It may just be the looming end of the great global easing experiment, but as this graphic shows, investors have spent another quarter piling into risk assets.

Emerging market stocks .MSCIEF have added almost 7 percent. Wall Street .SXP and MSCI’s 46-country world share index .WORLD have both risen 4 percent, with the latter on its longest run of gains since late 1997, when 11 rising quarters came to an end.

Debt from some of the world’s most politically strained countries has also rallied.

Analysts ascribe this to a mix of higher global growth, cheap and plentiful central bank liquidity, subdued inflation, and until the last few weeks, a weak dollar.

“The market moved already considerably in the first half of the year, so it has been a consolidation of the gains,” said ABN Amro chief investment officer Didier Duret.

“The last three months were a kind of intermediary zone, between the hopes (for stimulus) generated by the U.S. administration and the confirmation that we have a strong recovery globally.”

A standout change since the end of the first half has been in the price of oil. LCOc1

Crude was down 16.5 percent at the end of June, but its 20 percent rebound has hoisted it back into positive territory for the year. It has had its best quarter since the second quarter of 2016, marking its fifth quarterly gain of 20 percent or more in the last decade.

Metals have also shone. Industrial bellwether copper CMCU3 has added almost 8 percent and zinc CMZN3 and nickel CMNI3 have jumped 14 and 11 percent respectively.

Those commodity gains have been helped, as this graphic shows, by the weak dollar, which is still down for the year against most world currencies.

 

The 2.4 percent quarterly fall in the dollar index .DXY has been a relative improvement, though. It has also regained ground against the euro, the yen, China’s yuan CNH=CNY= and Mexico’s peso MXN= in recent weeks. The latter remains the world’s second-best performer of 2017.

The euro EUR=, boosted by European Central Bank talk of winding down its more than 2 trillion-euro stimulus programme, is up more than 3 percent since the start of July and nearly 12 percent year-to-date.

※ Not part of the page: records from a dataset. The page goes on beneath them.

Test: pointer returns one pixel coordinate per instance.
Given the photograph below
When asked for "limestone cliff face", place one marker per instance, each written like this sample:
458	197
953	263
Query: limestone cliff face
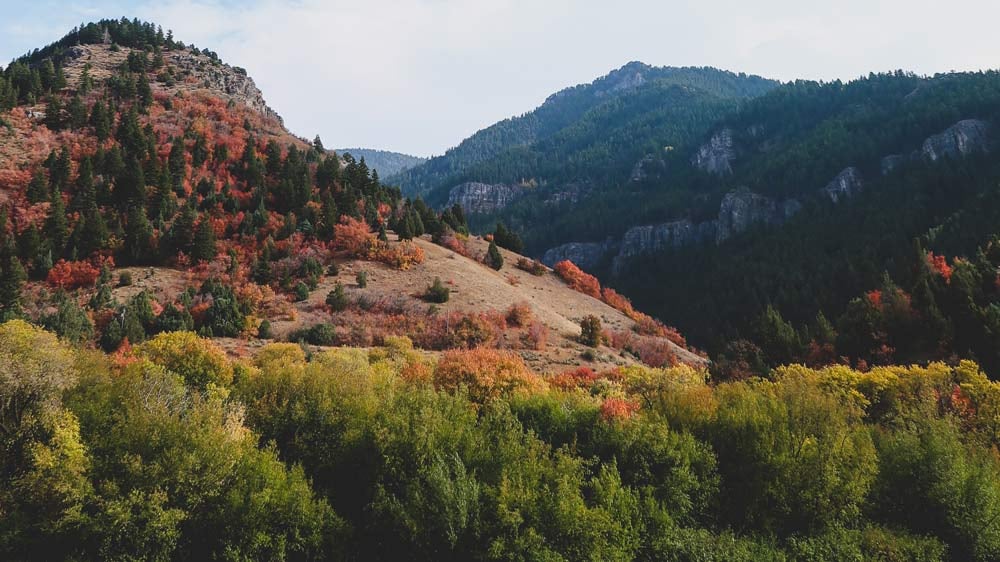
230	80
717	155
476	197
845	185
587	255
961	139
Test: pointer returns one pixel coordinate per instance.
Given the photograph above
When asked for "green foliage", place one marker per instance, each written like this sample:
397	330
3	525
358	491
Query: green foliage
590	331
437	292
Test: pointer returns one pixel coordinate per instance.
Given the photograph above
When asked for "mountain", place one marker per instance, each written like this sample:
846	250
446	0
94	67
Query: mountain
222	341
583	137
385	162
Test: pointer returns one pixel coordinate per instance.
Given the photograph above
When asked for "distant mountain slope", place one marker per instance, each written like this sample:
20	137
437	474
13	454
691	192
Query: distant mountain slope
591	128
386	162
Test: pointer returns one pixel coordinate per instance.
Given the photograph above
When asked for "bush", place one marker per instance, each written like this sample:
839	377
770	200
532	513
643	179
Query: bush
264	330
199	361
437	292
486	374
301	291
590	331
337	299
493	257
577	279
533	267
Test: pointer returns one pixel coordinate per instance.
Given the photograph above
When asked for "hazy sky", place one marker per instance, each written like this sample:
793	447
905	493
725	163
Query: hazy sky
418	76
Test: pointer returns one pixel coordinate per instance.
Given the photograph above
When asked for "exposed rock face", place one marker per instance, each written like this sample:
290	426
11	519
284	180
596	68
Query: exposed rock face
890	163
232	81
741	209
587	255
476	197
717	155
847	183
961	139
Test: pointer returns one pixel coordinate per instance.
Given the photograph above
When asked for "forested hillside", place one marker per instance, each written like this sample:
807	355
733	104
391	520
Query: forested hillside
385	162
588	133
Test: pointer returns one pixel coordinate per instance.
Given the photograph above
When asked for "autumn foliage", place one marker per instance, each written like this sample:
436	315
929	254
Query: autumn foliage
486	374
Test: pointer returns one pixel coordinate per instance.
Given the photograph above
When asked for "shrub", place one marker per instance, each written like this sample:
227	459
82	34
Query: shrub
352	236
264	330
577	279
486	374
301	291
533	267
199	361
590	331
72	275
337	299
493	257
519	314
437	292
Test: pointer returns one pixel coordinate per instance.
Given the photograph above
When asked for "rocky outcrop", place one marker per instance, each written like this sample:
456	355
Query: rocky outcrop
476	197
889	163
742	209
230	80
847	183
717	155
961	139
587	255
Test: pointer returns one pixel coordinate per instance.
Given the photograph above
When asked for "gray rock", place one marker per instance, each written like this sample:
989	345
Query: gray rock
742	208
477	197
717	155
961	139
587	255
847	183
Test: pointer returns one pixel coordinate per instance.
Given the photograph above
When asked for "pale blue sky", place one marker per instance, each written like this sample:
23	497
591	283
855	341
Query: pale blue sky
418	76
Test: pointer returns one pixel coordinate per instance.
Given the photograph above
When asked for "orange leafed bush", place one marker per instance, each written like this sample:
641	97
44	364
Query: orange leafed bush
939	265
519	314
577	279
402	256
581	377
72	274
352	236
487	374
614	408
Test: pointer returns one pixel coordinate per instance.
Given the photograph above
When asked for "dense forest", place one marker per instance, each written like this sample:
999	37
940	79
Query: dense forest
385	162
905	271
170	450
132	427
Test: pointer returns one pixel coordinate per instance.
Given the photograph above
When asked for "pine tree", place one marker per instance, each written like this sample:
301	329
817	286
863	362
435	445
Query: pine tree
56	228
12	278
204	241
138	237
38	189
493	257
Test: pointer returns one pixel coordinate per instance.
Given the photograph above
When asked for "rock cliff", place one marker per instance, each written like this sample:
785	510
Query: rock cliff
845	185
717	155
476	197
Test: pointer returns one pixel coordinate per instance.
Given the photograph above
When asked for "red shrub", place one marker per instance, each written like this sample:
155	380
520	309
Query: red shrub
352	236
72	275
577	279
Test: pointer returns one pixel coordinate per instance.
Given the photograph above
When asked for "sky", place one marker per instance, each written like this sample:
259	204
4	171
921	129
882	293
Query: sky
418	76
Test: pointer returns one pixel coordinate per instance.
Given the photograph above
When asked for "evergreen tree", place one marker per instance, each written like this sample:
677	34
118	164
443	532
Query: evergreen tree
204	241
493	257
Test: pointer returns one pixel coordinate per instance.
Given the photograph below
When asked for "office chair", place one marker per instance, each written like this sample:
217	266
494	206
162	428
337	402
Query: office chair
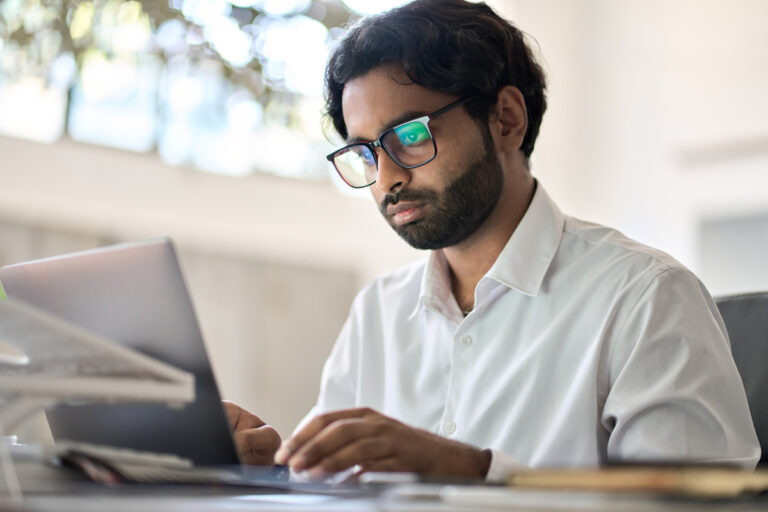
746	318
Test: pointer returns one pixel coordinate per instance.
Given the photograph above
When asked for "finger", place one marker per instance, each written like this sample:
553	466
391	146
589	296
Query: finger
257	446
314	427
365	452
384	464
332	439
239	418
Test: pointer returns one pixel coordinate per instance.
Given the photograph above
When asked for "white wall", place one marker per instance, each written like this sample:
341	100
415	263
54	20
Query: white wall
658	116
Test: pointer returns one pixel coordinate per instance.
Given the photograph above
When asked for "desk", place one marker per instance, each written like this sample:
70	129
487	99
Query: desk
57	491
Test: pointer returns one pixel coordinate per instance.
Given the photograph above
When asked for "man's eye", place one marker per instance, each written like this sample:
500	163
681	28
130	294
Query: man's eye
410	135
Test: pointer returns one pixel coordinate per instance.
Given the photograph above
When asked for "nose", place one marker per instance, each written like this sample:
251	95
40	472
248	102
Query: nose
390	177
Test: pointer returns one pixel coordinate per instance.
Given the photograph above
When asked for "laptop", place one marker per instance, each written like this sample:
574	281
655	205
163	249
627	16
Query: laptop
134	294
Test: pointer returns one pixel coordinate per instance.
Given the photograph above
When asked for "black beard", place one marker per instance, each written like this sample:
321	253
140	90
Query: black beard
459	210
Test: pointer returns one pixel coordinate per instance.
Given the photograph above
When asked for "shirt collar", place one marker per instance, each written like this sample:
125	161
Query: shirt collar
521	265
524	261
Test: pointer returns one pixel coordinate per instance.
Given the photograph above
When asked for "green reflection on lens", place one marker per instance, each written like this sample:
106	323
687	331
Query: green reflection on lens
412	133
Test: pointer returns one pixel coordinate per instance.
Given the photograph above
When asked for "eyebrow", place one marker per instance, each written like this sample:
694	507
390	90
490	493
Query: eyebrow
402	118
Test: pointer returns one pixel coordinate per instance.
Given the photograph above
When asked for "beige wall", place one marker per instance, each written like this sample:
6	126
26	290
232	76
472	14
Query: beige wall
658	121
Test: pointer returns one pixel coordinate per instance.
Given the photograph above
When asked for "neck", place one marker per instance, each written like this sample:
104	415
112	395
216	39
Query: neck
471	259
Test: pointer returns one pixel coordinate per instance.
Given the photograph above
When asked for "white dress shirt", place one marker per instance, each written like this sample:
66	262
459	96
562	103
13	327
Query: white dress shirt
583	347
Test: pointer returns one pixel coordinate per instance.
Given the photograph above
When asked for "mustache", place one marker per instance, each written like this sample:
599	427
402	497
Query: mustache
422	195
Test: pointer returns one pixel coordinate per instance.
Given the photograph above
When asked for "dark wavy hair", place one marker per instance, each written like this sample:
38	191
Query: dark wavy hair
447	45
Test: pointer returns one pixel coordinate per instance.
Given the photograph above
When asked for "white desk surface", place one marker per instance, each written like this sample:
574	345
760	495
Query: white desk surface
48	489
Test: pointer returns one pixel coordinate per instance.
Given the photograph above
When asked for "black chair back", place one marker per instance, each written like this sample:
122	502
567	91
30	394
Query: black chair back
746	318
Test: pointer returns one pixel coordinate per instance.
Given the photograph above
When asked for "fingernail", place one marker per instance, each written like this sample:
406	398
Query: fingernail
297	463
283	453
281	456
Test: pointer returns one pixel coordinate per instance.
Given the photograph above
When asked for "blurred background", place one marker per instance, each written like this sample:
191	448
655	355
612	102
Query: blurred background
201	120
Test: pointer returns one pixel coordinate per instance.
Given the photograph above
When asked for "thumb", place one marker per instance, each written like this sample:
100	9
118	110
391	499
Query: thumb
239	418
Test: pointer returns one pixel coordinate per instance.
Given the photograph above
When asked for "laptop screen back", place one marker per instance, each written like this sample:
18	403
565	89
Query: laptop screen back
134	294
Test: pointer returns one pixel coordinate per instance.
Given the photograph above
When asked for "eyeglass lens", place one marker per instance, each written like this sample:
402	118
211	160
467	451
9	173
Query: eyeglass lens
409	145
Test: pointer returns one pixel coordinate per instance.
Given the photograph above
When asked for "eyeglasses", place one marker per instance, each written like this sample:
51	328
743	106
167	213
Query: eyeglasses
409	145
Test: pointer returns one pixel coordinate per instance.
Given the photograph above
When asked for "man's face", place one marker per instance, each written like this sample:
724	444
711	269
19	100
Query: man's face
439	204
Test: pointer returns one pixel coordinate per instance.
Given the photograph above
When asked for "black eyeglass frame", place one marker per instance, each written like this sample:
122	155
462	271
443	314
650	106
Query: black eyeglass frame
373	144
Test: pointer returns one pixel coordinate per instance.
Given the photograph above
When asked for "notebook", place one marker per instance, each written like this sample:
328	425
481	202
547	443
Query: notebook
134	294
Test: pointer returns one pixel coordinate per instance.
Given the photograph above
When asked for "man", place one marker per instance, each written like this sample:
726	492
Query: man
527	337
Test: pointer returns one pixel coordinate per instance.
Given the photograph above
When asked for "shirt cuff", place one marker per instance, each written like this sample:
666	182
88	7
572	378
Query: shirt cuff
502	465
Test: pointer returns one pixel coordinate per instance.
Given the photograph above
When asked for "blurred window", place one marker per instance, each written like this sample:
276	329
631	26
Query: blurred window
230	87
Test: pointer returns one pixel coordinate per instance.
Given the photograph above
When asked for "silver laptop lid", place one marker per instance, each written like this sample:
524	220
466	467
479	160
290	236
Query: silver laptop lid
135	294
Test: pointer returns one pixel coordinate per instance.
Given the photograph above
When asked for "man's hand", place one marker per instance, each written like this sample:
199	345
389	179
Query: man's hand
339	440
256	441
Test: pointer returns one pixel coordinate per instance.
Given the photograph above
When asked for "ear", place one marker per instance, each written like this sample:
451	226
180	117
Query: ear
509	119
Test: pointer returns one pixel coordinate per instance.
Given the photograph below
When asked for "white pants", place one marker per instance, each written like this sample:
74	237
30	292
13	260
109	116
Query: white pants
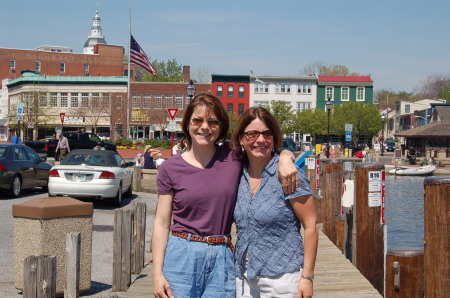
281	285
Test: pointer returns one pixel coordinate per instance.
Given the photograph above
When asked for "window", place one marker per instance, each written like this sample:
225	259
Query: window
53	99
64	100
283	88
74	100
407	109
147	101
241	91
261	88
360	93
345	93
136	101
168	100
95	100
158	100
304	88
43	100
84	100
303	106
179	100
329	93
105	101
241	109
118	102
230	91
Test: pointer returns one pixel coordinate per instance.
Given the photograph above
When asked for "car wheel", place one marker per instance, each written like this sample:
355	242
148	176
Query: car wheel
117	200
16	187
129	191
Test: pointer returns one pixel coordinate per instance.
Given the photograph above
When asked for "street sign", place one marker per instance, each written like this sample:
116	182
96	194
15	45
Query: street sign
172	113
20	108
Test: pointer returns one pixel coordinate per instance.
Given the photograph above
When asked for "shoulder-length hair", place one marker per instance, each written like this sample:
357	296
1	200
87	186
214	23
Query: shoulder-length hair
215	106
246	118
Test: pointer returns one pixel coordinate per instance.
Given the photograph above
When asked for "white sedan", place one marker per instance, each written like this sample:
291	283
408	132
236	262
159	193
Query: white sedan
87	173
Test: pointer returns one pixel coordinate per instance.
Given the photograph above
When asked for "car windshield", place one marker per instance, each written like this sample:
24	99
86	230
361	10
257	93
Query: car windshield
88	159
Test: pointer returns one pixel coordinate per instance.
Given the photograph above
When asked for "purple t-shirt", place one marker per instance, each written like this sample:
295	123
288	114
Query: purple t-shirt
204	199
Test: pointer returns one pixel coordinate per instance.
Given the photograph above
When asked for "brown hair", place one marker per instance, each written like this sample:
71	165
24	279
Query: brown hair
246	118
215	106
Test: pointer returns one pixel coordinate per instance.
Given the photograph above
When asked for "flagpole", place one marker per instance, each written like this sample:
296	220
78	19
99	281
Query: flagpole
129	75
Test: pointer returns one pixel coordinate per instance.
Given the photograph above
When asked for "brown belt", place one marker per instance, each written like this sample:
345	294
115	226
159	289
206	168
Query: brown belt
206	239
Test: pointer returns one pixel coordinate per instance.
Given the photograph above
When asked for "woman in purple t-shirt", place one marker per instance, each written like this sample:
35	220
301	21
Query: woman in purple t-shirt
197	190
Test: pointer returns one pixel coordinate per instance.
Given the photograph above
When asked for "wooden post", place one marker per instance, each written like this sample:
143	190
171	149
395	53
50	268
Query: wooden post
137	179
437	242
121	250
369	240
404	272
73	245
138	238
332	188
39	278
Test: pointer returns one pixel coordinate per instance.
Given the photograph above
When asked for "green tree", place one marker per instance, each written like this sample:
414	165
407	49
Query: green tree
169	71
284	114
365	118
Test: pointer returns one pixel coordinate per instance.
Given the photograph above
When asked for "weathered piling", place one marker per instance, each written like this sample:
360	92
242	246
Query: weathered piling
369	240
404	272
332	185
437	231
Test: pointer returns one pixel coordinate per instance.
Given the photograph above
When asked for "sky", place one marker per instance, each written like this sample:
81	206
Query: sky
398	42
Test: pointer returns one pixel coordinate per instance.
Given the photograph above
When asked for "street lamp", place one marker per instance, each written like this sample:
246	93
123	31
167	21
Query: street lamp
329	106
191	90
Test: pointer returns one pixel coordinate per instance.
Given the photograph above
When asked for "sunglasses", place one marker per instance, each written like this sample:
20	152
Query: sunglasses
199	121
254	134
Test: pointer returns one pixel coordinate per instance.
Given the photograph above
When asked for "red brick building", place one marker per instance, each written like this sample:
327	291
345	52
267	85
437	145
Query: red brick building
233	91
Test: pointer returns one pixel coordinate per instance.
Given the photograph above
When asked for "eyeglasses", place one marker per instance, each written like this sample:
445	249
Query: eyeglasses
254	134
211	122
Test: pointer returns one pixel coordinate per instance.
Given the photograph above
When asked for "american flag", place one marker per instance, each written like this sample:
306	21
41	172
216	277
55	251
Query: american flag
139	57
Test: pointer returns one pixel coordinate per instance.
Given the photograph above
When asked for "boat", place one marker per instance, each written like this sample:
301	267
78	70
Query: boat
413	171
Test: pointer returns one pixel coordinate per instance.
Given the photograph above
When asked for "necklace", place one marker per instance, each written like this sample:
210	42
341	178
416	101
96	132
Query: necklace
253	189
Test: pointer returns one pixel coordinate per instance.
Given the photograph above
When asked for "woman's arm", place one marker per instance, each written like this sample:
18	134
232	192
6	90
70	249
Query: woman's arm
287	172
161	229
306	212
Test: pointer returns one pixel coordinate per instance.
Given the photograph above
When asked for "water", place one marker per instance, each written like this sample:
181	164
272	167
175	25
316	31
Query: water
404	211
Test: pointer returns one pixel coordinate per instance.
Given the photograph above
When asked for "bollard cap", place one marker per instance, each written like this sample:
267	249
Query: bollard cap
52	207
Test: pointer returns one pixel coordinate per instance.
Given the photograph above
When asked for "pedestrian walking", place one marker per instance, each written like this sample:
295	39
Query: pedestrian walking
63	146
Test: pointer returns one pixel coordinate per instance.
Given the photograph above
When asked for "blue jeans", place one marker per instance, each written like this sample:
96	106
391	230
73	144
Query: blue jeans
197	269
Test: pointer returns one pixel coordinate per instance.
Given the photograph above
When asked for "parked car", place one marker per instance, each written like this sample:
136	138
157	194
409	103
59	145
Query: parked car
87	173
21	168
390	146
77	140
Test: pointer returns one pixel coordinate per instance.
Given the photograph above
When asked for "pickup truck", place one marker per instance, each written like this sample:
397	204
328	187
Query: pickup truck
77	140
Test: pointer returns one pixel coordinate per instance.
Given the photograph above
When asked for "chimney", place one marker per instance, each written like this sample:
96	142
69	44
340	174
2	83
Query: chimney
186	73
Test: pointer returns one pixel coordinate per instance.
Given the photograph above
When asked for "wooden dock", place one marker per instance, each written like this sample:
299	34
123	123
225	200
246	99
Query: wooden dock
335	276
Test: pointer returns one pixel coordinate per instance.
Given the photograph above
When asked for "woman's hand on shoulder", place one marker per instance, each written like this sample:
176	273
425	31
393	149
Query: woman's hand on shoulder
161	288
287	172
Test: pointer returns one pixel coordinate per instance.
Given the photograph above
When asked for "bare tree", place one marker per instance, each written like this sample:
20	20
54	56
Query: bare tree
436	86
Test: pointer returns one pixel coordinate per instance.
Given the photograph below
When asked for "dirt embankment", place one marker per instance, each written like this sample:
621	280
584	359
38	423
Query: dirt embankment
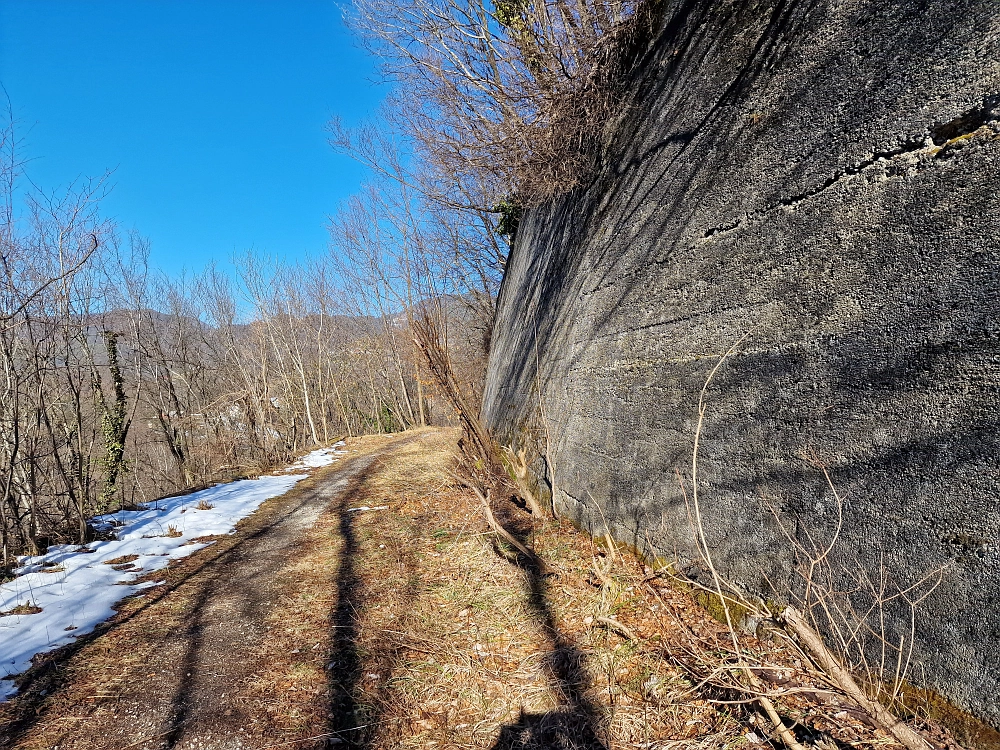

Debt in domestic emerging-market currencies has rallied .JGEGDCM. Average yields – which broadly reflect borrowing costs – measured by a widely tracked JPMorgan index are now less that a percentage point above all-time lows.

“The market does seem a bit frothy in some areas,” said State Street Global Advisors’ Abhishek Kumar.

Japan’s heavyweight Nikkei stock index .N225 has eked out a token 1 percent as the yen has stayed steady.

But emerging markets and the so-called FANGs – Facebook, Amazon, Netflix and Alphabet, or Google – again have made the eye-catching moves.

Brazilian stocks have recovered from the country’s latest political scandal to jump 20 percent in dollar terms. China is up over 13 percent and Russia has surged more than 14 percent, though it is still down for the year.

Netflix (NFLX.O) is up 20 percent, Facebook (FB.O) 10 percent, Apple (AAPL.O) 6 percent and Google (GOOGL.O) 4 percent, reflecting not just a global tech addiction but also the cheap money sloshing round markets.

Britain may well be stuck in messy negotiations over quitting the European Union and an even messier domestic power struggle, but the pound has scored its third straight quarterly gain against the dollar and squeezed out a miniscule one against the euro.

At the bottom of the performance league table again is Greece. Its all-too-familiar worries have taken 14 percent off its stock market, although news in recent days that banks there will be spared another stress test, at least for now, has eased some of the pressure.